The Twitter spat with Cohen began when the hedge fund manager responded to Portnoy after he had tweeted that “the thing that drives myself and so many people nuts is this belief that when this is over guys like Ken Griffin from Citadel, Gabriel Plotkin from Melvin, Steve Cohen and Vlad [Robinhood CEO Vladimir Tenev] will be at some secret country club laughing at all of us. And deep down we know we are right.”
“So Robin Hood raises $1 billion for liquidity reason and you are still ranting and raving. How about dealing with facts and not innuendo. Why let truth get in the way of your story?” Cohen shot back. (Thursday night Robinhood announced its VC investors had put $1 billion into the firm, which would give it enough capital to allow investors to trade again.)
“You bailed out Melvin cause he’s your boy along with Citadel,” Portnoy said to Cohen, referring to the rescue financing. Citadel also pays for order flow from Robinhood — leading the WallStreetBets gang to charge that Citadel had forced Robinhood to quit allowing the trades. Citadel quickly denied this, but the Texas attorney general issued a civil investigative demand to Citadel and a few other brokers late Friday. (GameStop is headquartered in Texas.)
“I think you had strong hand in today’s criminal events to save hedge funds at the cost of ordinary people. Do you unequivocally deny that?” Portnoy asked Cohen. (Portnoy also posted a four-minute video saying that Cohen, along with Griffin, should go to jail. It garnered 2.9 million views.)
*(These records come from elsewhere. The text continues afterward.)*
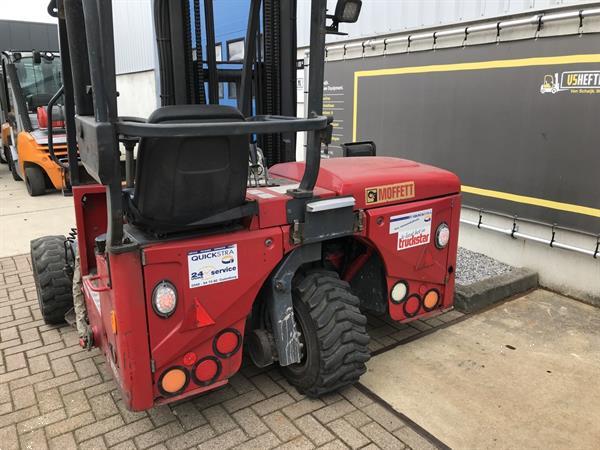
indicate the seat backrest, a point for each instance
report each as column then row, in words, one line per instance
column 184, row 180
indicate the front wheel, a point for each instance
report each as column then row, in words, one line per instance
column 35, row 181
column 11, row 164
column 333, row 334
column 52, row 281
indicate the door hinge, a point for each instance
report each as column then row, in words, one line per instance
column 359, row 221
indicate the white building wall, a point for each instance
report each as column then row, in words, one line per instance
column 137, row 94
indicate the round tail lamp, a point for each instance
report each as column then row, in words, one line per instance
column 173, row 381
column 431, row 300
column 227, row 342
column 399, row 292
column 206, row 371
column 412, row 305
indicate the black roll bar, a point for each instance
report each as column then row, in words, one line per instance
column 49, row 113
column 318, row 13
column 211, row 54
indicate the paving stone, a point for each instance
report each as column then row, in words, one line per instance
column 161, row 414
column 300, row 443
column 304, row 406
column 250, row 422
column 384, row 417
column 158, row 435
column 241, row 384
column 9, row 438
column 77, row 402
column 224, row 441
column 381, row 437
column 41, row 421
column 191, row 438
column 38, row 364
column 281, row 426
column 30, row 380
column 57, row 381
column 316, row 432
column 86, row 368
column 70, row 424
column 81, row 384
column 63, row 442
column 21, row 373
column 334, row 445
column 16, row 361
column 128, row 431
column 334, row 411
column 188, row 415
column 243, row 400
column 96, row 443
column 264, row 441
column 347, row 433
column 50, row 400
column 357, row 419
column 33, row 440
column 127, row 445
column 127, row 415
column 219, row 419
column 413, row 439
column 272, row 404
column 98, row 428
column 266, row 385
column 54, row 394
column 354, row 396
column 24, row 397
column 103, row 406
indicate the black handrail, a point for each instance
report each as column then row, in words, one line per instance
column 252, row 125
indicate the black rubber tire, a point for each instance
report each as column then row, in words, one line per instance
column 333, row 332
column 11, row 164
column 54, row 286
column 35, row 181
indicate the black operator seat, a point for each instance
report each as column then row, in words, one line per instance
column 183, row 183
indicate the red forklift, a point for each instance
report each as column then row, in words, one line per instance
column 214, row 242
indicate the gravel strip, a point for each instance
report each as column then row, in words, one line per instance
column 472, row 267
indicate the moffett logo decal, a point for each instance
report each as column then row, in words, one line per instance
column 575, row 82
column 211, row 266
column 389, row 193
column 413, row 229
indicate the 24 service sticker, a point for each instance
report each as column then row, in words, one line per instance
column 211, row 266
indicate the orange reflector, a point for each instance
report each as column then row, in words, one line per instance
column 113, row 321
column 431, row 300
column 173, row 381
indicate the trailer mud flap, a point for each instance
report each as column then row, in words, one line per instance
column 280, row 304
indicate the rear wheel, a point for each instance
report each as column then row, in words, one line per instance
column 35, row 180
column 53, row 284
column 333, row 334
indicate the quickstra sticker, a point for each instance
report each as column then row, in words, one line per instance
column 213, row 265
column 389, row 192
column 413, row 229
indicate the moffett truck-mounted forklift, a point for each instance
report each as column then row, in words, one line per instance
column 32, row 137
column 212, row 254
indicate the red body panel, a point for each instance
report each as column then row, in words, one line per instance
column 141, row 346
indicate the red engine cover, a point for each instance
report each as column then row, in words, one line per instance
column 396, row 180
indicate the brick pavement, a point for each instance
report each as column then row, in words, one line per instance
column 55, row 395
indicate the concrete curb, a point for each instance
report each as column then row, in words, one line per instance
column 473, row 297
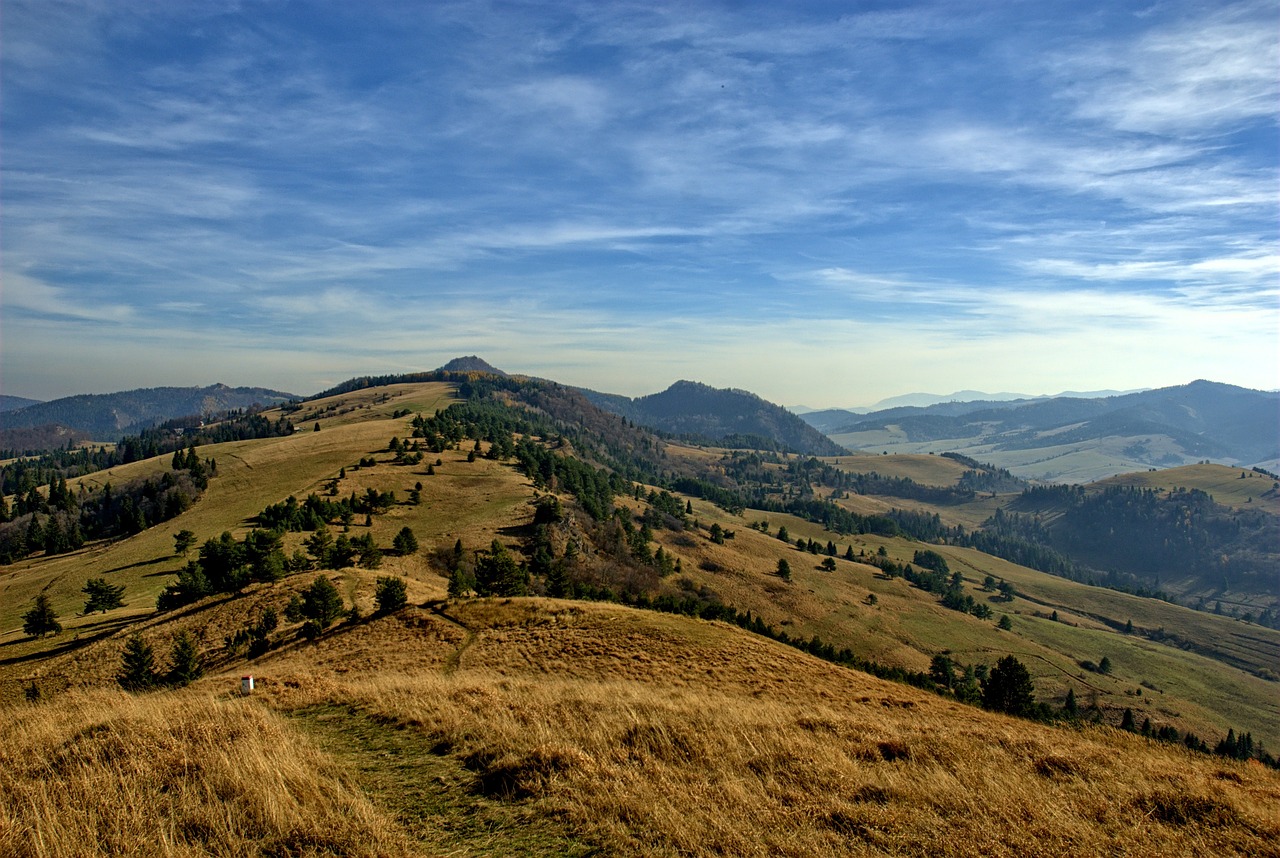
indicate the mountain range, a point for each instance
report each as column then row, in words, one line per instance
column 108, row 416
column 478, row 608
column 1074, row 439
column 728, row 416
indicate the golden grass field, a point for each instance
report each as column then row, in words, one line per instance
column 534, row 726
column 549, row 728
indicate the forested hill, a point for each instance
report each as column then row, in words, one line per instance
column 106, row 416
column 14, row 402
column 1201, row 420
column 725, row 416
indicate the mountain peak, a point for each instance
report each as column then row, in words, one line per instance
column 470, row 364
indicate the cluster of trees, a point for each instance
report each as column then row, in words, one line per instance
column 140, row 671
column 44, row 466
column 64, row 520
column 315, row 511
column 227, row 565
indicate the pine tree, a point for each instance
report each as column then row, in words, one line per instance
column 321, row 602
column 101, row 596
column 389, row 593
column 184, row 662
column 1009, row 688
column 183, row 541
column 41, row 620
column 405, row 542
column 137, row 665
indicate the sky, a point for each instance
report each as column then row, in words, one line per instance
column 826, row 204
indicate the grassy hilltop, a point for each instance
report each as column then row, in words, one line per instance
column 534, row 725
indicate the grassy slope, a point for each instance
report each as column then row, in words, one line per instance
column 906, row 626
column 251, row 475
column 1078, row 462
column 1219, row 480
column 533, row 726
column 626, row 731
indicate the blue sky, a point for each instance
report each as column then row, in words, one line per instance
column 826, row 204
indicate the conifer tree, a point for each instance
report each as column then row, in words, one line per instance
column 321, row 602
column 182, row 542
column 101, row 596
column 1009, row 688
column 41, row 620
column 137, row 665
column 405, row 542
column 389, row 593
column 184, row 662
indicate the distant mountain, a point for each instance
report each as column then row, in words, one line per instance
column 108, row 416
column 470, row 364
column 924, row 400
column 14, row 402
column 1041, row 438
column 727, row 416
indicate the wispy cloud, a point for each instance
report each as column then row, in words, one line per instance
column 612, row 190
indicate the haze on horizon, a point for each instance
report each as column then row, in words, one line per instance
column 816, row 204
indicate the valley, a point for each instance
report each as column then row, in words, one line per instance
column 561, row 717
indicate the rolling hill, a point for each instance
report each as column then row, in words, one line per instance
column 1079, row 439
column 599, row 656
column 106, row 416
column 726, row 416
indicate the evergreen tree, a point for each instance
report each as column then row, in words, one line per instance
column 319, row 544
column 461, row 583
column 389, row 593
column 405, row 542
column 498, row 573
column 183, row 541
column 184, row 662
column 321, row 602
column 41, row 620
column 101, row 596
column 223, row 564
column 1009, row 688
column 137, row 665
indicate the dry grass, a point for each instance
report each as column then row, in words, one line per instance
column 174, row 774
column 533, row 726
column 922, row 468
column 1224, row 483
column 658, row 735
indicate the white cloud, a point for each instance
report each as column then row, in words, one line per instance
column 28, row 295
column 1189, row 77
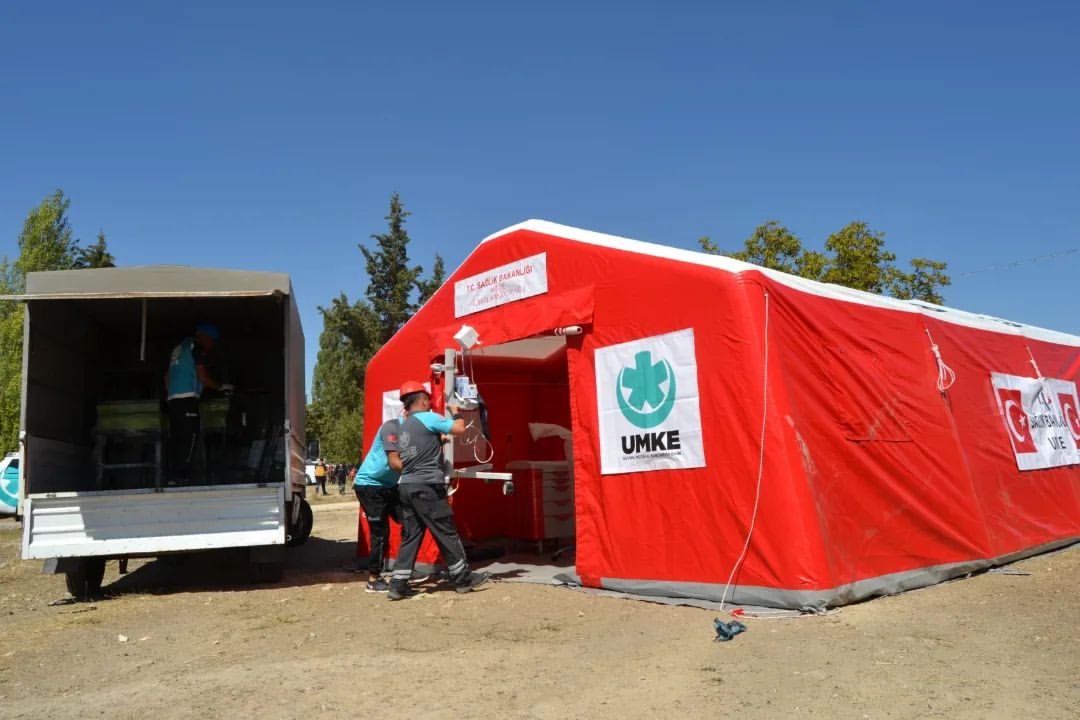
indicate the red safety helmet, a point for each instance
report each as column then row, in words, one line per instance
column 409, row 388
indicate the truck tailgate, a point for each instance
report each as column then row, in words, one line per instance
column 146, row 521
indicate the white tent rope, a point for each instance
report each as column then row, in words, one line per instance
column 946, row 376
column 760, row 459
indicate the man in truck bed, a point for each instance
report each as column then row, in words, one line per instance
column 185, row 380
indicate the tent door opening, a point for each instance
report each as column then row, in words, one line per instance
column 516, row 484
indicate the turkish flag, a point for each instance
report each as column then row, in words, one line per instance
column 1068, row 404
column 1016, row 422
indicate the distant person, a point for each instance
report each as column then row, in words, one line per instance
column 376, row 488
column 185, row 380
column 340, row 473
column 422, row 491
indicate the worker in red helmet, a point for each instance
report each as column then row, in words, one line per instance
column 422, row 491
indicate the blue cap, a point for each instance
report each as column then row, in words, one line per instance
column 210, row 330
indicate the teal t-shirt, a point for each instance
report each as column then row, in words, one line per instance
column 183, row 372
column 376, row 470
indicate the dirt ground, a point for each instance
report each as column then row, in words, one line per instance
column 192, row 639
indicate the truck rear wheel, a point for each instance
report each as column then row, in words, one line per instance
column 299, row 533
column 84, row 580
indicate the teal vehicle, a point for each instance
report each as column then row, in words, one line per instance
column 9, row 485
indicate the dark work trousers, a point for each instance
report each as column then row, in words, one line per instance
column 183, row 437
column 426, row 506
column 379, row 504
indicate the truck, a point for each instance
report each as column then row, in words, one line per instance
column 96, row 483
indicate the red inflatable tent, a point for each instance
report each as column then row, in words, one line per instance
column 743, row 434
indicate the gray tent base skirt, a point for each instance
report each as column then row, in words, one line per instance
column 811, row 600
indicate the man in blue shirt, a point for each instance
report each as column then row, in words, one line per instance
column 185, row 380
column 376, row 488
column 422, row 491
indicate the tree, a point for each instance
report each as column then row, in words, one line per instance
column 346, row 344
column 45, row 243
column 96, row 255
column 859, row 259
column 391, row 280
column 353, row 333
column 772, row 245
column 428, row 287
column 921, row 283
column 854, row 256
“What are you talking about? I unequivocally deny that accusation. I had zero to do with what happened today. Btw, If I want to make an additional investment with somebody that is my right if it’s in the best interest of my investors. Chill out,” Cohen responded.
“I’m not feeling the love tonight,” he later tweeted. “Trading is a tough game. Don’t you think?”
In a statement, Cohen’s firm said that “Point72 had no involvement in any retail broker’s decision to limit or restrict trading in any security, and never asked or pressured any retail brokerage firm to restrict trading in any security. Furthermore, as an institutional investor we do not do business with the retail brokerages and do not have relationships with them.”
On Saturday the Mets put out a statement from Cohen. "I've really enjoyed the back and forth with Mets fans on Twitter which was unfortunately overtaken this week by misinformation unrelated to the Mets that led to our family getting personal threats," he said. “So I'm going to take a break for now. We have other ways to listen to your suggestions and remain committed to doing that. I love our team, this community, and our fans, who are the best in baseball. Bottom line is that this week's events in no way affect our resources and drive to put a championship team on the field.”
A few hours after that statement was made public, Portnoy temporarily “protected” his tweets, only allowing people he approved to see them. He later reopened the tweets to the general public, but all of his messages to Cohen had been deleted.